RICS’ quarterly lettings survey has reported a low proportion of landlords (4.1 per cent) are selling their property rather than re-letting it when tenancies come up for renewal with many seeing residential property as a long-term investment. With tenant demand at its highest since January 2004, in conjunction with rent levels increasing for the tenth consecutive quarter, investors are taking advantage of the market conditions to maximise earning potential.

Jeremy Leaf, RICS spokesperson, confirmed the market was geared towards investors looking to include properties as part of their pension plans. “The strength of the market is demonstrated by the fact there has been no significant investor exodus in the past year despite shrinking returns as house price rises stall.”

“Many buy-to-let investors are now choosing to stay in for the long haul, viewing their investment as a more significant part of their pension plan. For the time being at least this looks set to continue with public confidence in pensions at an all-time low,” he said.

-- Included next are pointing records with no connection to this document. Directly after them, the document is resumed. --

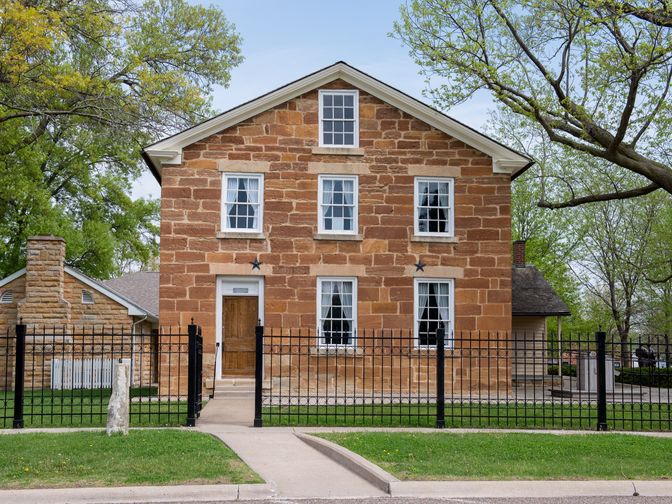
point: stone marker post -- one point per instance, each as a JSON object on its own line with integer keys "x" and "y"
{"x": 118, "y": 409}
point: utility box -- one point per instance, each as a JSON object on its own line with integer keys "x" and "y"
{"x": 586, "y": 373}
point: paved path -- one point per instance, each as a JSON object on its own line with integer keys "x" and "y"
{"x": 289, "y": 466}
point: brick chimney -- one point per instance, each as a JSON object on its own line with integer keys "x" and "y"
{"x": 519, "y": 254}
{"x": 45, "y": 303}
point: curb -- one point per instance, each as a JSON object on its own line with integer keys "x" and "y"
{"x": 128, "y": 495}
{"x": 351, "y": 461}
{"x": 521, "y": 489}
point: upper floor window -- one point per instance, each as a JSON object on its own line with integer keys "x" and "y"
{"x": 7, "y": 297}
{"x": 337, "y": 310}
{"x": 433, "y": 308}
{"x": 242, "y": 202}
{"x": 87, "y": 297}
{"x": 434, "y": 206}
{"x": 337, "y": 196}
{"x": 339, "y": 118}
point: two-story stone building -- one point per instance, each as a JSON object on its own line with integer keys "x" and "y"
{"x": 336, "y": 203}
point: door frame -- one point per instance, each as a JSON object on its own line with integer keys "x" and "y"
{"x": 230, "y": 286}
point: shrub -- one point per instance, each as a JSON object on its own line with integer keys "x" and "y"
{"x": 647, "y": 377}
{"x": 567, "y": 369}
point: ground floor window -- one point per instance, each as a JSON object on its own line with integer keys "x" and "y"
{"x": 433, "y": 307}
{"x": 337, "y": 310}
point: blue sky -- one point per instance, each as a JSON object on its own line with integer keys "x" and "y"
{"x": 283, "y": 41}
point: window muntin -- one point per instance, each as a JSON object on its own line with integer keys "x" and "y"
{"x": 337, "y": 198}
{"x": 87, "y": 297}
{"x": 433, "y": 306}
{"x": 339, "y": 118}
{"x": 434, "y": 206}
{"x": 7, "y": 297}
{"x": 242, "y": 201}
{"x": 337, "y": 311}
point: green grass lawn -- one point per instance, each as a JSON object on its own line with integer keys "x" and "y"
{"x": 146, "y": 457}
{"x": 645, "y": 417}
{"x": 504, "y": 456}
{"x": 88, "y": 408}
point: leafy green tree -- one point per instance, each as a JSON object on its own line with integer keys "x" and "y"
{"x": 595, "y": 76}
{"x": 84, "y": 84}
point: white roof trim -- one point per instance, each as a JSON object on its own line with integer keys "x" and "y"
{"x": 12, "y": 277}
{"x": 133, "y": 309}
{"x": 505, "y": 160}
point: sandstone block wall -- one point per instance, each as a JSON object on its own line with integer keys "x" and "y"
{"x": 394, "y": 148}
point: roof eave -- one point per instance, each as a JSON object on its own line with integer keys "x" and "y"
{"x": 169, "y": 150}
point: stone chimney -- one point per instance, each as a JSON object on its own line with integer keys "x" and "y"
{"x": 45, "y": 302}
{"x": 519, "y": 254}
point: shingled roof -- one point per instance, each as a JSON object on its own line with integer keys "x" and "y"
{"x": 532, "y": 295}
{"x": 141, "y": 287}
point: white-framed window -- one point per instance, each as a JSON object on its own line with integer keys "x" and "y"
{"x": 7, "y": 297}
{"x": 87, "y": 297}
{"x": 337, "y": 209}
{"x": 434, "y": 206}
{"x": 337, "y": 311}
{"x": 242, "y": 202}
{"x": 339, "y": 118}
{"x": 433, "y": 306}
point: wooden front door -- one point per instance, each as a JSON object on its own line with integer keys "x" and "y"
{"x": 238, "y": 345}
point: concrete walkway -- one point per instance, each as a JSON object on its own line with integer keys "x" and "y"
{"x": 288, "y": 465}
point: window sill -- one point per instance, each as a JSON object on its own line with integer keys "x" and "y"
{"x": 234, "y": 235}
{"x": 337, "y": 237}
{"x": 435, "y": 239}
{"x": 338, "y": 151}
{"x": 336, "y": 350}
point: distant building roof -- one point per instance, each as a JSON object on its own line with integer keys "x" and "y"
{"x": 141, "y": 287}
{"x": 531, "y": 294}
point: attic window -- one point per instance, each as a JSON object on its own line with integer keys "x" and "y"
{"x": 339, "y": 118}
{"x": 87, "y": 297}
{"x": 7, "y": 297}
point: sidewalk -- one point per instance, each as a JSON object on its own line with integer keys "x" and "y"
{"x": 287, "y": 464}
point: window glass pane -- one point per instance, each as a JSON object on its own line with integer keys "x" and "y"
{"x": 338, "y": 116}
{"x": 433, "y": 208}
{"x": 242, "y": 203}
{"x": 336, "y": 312}
{"x": 337, "y": 212}
{"x": 433, "y": 309}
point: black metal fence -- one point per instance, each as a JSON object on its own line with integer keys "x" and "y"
{"x": 469, "y": 379}
{"x": 62, "y": 376}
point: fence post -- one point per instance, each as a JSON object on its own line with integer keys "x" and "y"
{"x": 192, "y": 376}
{"x": 19, "y": 368}
{"x": 440, "y": 377}
{"x": 601, "y": 338}
{"x": 258, "y": 373}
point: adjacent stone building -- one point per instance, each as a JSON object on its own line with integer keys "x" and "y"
{"x": 54, "y": 300}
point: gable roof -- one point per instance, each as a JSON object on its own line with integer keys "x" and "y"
{"x": 134, "y": 307}
{"x": 169, "y": 150}
{"x": 142, "y": 288}
{"x": 531, "y": 294}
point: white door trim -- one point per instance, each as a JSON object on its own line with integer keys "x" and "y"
{"x": 235, "y": 286}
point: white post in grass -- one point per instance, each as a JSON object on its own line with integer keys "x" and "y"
{"x": 118, "y": 409}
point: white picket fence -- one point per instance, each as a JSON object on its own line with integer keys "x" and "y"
{"x": 68, "y": 374}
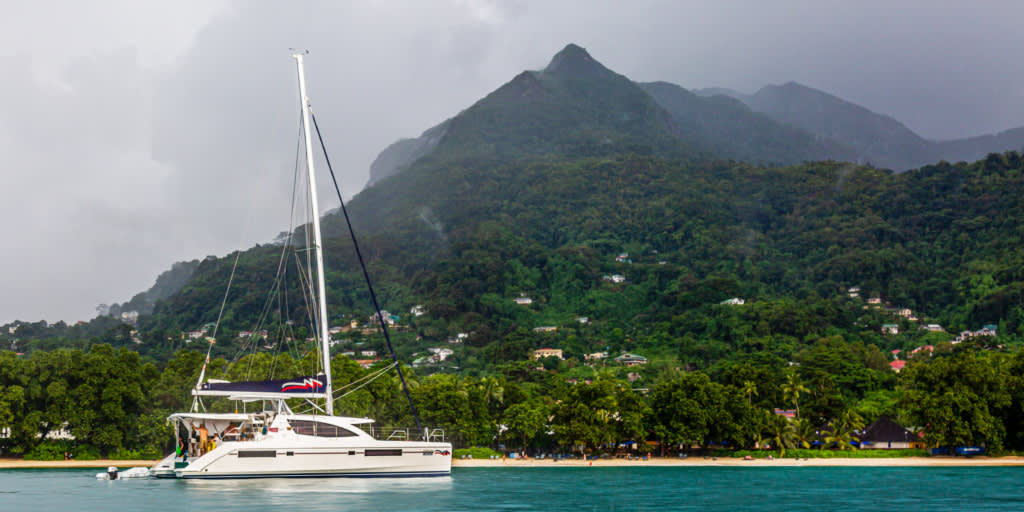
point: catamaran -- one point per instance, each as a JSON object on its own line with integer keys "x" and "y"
{"x": 272, "y": 440}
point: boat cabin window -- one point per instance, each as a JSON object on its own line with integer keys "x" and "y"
{"x": 320, "y": 429}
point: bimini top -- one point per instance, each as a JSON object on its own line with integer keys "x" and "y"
{"x": 299, "y": 387}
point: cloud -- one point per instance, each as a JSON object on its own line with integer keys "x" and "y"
{"x": 133, "y": 134}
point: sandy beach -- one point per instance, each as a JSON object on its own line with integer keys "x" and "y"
{"x": 698, "y": 461}
{"x": 548, "y": 463}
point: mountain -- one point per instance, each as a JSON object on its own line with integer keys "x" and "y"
{"x": 538, "y": 187}
{"x": 730, "y": 129}
{"x": 880, "y": 139}
{"x": 401, "y": 154}
{"x": 168, "y": 283}
{"x": 876, "y": 138}
{"x": 573, "y": 107}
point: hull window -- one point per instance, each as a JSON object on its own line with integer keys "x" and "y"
{"x": 320, "y": 429}
{"x": 384, "y": 453}
{"x": 257, "y": 453}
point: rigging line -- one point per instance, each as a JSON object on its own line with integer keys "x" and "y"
{"x": 374, "y": 376}
{"x": 209, "y": 349}
{"x": 360, "y": 386}
{"x": 250, "y": 345}
{"x": 366, "y": 274}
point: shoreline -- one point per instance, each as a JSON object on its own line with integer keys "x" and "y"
{"x": 99, "y": 463}
{"x": 608, "y": 463}
{"x": 731, "y": 462}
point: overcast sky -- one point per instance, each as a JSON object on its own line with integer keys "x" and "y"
{"x": 135, "y": 134}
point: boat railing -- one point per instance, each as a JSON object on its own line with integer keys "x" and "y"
{"x": 406, "y": 433}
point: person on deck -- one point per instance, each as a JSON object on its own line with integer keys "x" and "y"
{"x": 204, "y": 436}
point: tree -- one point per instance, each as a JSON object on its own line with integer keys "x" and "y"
{"x": 750, "y": 388}
{"x": 792, "y": 390}
{"x": 525, "y": 420}
{"x": 841, "y": 432}
{"x": 960, "y": 399}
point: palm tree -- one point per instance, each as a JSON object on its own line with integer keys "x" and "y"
{"x": 843, "y": 430}
{"x": 781, "y": 433}
{"x": 804, "y": 433}
{"x": 793, "y": 389}
{"x": 750, "y": 388}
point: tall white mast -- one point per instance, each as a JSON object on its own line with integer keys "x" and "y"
{"x": 318, "y": 249}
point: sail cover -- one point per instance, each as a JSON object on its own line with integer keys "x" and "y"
{"x": 299, "y": 387}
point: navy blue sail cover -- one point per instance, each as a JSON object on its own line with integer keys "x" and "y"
{"x": 297, "y": 385}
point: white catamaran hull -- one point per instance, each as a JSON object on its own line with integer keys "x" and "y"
{"x": 250, "y": 460}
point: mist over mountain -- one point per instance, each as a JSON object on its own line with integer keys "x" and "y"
{"x": 876, "y": 138}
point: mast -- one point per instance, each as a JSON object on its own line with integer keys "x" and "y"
{"x": 318, "y": 249}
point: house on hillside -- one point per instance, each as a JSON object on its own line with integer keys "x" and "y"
{"x": 548, "y": 352}
{"x": 631, "y": 359}
{"x": 887, "y": 434}
{"x": 438, "y": 354}
{"x": 923, "y": 348}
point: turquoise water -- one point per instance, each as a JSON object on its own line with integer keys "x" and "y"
{"x": 731, "y": 488}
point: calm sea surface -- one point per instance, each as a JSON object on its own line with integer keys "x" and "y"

Mike Pendergast, IFA at Zen Financial, agreed the buy-to-let sector had changed significantly over the past few years. He said: “A couple of years ago buy-to-let investors were in the market for a quick profit. At the moment property prices are not rising as fast as they have been so clients are taking a longer-term view. Also buy-to-let is seen as an alternative to pension funds which are considered riskier than property by some clients who were badly hit by poor fund performance in 2002 to 2003.”

Despite an increase in long-term investors the report also revealed new investors are still wary of entering the market with the cost of borrowing and the prospects of capital growth all hindering their entrance into the market.